Pimpernel Smith (1941), produced and directed by Leslie Howard.

quote

Prof. Smith: No, I hate violence. It seems such a paradox to kill a man before you can persuade him what's right.

*

Prof. Smith: What do you do with yourself?

General von Graum: I hunt for the enemies of the Reich.

Prof. Smith: Do you? Do you get much shooting?

Bringing his own The Scarlet Pimpernel (1934) up to date, Leslie Howard is an archaeology professor who secretly smuggles scientists and other notables out from under the nazis.

It can be shelved with The Lady Vanishes (1938) and Night Train to Munich (1940): defeating the fascists with wit and ridicule, a certain amount of light action, and even with time for a little romance, the hero rescuing the lady.

Much as I appreciate Howard's talents, as a director he's not Alfred Hitchcock or Carol Reed, so this is the least of the three and at 2hrs goes on a bit too long.

He deviates from the Pimpernel formula: in those stories our hero is a dim-witted aristocrat by day, action hero and swordsman by night. Here the professor is pretty much the same both times, maybe less befuddled when the chips are down. And still a master of disguises.

Howard has more nude art in the film than you would see in an American film of the time.

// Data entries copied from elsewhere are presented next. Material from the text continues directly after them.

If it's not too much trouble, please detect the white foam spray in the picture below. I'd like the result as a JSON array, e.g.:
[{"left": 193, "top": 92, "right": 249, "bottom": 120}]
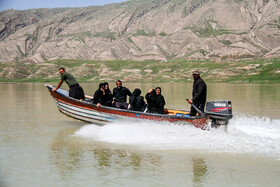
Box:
[{"left": 75, "top": 116, "right": 280, "bottom": 159}]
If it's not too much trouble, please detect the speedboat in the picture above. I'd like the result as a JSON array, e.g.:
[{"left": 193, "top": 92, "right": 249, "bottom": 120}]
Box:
[{"left": 45, "top": 85, "right": 232, "bottom": 129}]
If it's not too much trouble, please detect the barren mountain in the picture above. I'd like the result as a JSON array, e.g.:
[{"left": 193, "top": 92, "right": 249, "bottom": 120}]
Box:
[{"left": 0, "top": 0, "right": 280, "bottom": 63}]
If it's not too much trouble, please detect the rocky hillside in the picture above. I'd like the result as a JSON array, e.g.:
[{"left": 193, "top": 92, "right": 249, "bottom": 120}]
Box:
[{"left": 0, "top": 0, "right": 280, "bottom": 63}]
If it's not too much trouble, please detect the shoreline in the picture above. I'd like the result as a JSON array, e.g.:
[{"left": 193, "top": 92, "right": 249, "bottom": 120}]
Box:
[{"left": 0, "top": 58, "right": 280, "bottom": 83}]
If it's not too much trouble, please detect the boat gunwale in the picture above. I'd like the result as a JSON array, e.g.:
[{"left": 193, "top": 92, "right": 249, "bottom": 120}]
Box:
[{"left": 45, "top": 85, "right": 205, "bottom": 120}]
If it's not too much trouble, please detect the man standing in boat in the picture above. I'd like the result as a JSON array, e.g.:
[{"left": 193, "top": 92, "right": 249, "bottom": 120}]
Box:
[
  {"left": 52, "top": 68, "right": 85, "bottom": 100},
  {"left": 188, "top": 71, "right": 207, "bottom": 116},
  {"left": 113, "top": 80, "right": 131, "bottom": 109}
]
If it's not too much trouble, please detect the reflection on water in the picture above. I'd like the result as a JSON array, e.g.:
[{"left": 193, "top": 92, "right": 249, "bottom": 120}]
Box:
[
  {"left": 50, "top": 129, "right": 160, "bottom": 176},
  {"left": 0, "top": 83, "right": 280, "bottom": 187},
  {"left": 192, "top": 158, "right": 208, "bottom": 187}
]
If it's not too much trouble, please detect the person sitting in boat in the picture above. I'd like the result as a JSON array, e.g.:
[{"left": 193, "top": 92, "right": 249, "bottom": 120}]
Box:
[
  {"left": 128, "top": 88, "right": 146, "bottom": 111},
  {"left": 145, "top": 87, "right": 165, "bottom": 114},
  {"left": 92, "top": 83, "right": 105, "bottom": 107},
  {"left": 102, "top": 82, "right": 113, "bottom": 107},
  {"left": 52, "top": 68, "right": 85, "bottom": 100},
  {"left": 113, "top": 80, "right": 131, "bottom": 109}
]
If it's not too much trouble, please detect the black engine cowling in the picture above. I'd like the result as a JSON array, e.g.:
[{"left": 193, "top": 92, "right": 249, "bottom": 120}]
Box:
[{"left": 205, "top": 100, "right": 233, "bottom": 125}]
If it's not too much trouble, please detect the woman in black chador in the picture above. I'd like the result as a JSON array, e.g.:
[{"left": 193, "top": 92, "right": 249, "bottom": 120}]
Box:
[
  {"left": 102, "top": 82, "right": 113, "bottom": 106},
  {"left": 92, "top": 83, "right": 105, "bottom": 107},
  {"left": 128, "top": 88, "right": 146, "bottom": 111},
  {"left": 145, "top": 87, "right": 165, "bottom": 114}
]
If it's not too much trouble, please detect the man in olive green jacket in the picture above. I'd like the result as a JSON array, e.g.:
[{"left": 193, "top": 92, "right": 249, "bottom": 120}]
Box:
[{"left": 52, "top": 68, "right": 85, "bottom": 99}]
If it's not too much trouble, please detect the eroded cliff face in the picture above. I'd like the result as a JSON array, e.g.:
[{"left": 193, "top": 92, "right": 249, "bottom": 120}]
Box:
[{"left": 0, "top": 0, "right": 280, "bottom": 63}]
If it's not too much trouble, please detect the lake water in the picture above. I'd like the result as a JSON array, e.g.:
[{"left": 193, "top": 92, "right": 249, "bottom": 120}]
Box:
[{"left": 0, "top": 83, "right": 280, "bottom": 187}]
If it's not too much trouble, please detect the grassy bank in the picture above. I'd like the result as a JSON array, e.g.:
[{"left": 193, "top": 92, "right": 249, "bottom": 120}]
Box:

It is wartime patriotism and he gets serious and delivers the message in the end:

quote

May a dead man say a few words to you, General, for your enlightenment? You will never rule the world... because you are doomed. All of you who have demoralized and corrupted a nation are doomed. Tonight you will take the first step along a dark road from which there is no turning back. You will have to go on and on, from one madness to another, leaving behind you a wilderness of misery and hatred. And still, you will have to go on... because you will find no horizon... and see no dawn... until at last you are lost and destroyed. You are doomed, Captain of Murderers, and one day, sooner or later, you will remember my words.

According to the wikipedia article:

quote

The film helped to inspire Swedish diplomat Raoul Wallenberg to mount his real-life rescue operation in Budapest that saved tens of thousands of Hungarian Jews from Nazi concentration camps during the last months of the Second World War.

After languishing in public domain hell, available on very poor home video formats, Olive Films has produced a very decent Blu-ray, with subtitles! There is damage in some reels and I can't call it an "excellent" transfer, but it is really very good given the obscurity of the title, and far better than any edition I ever hoped to have.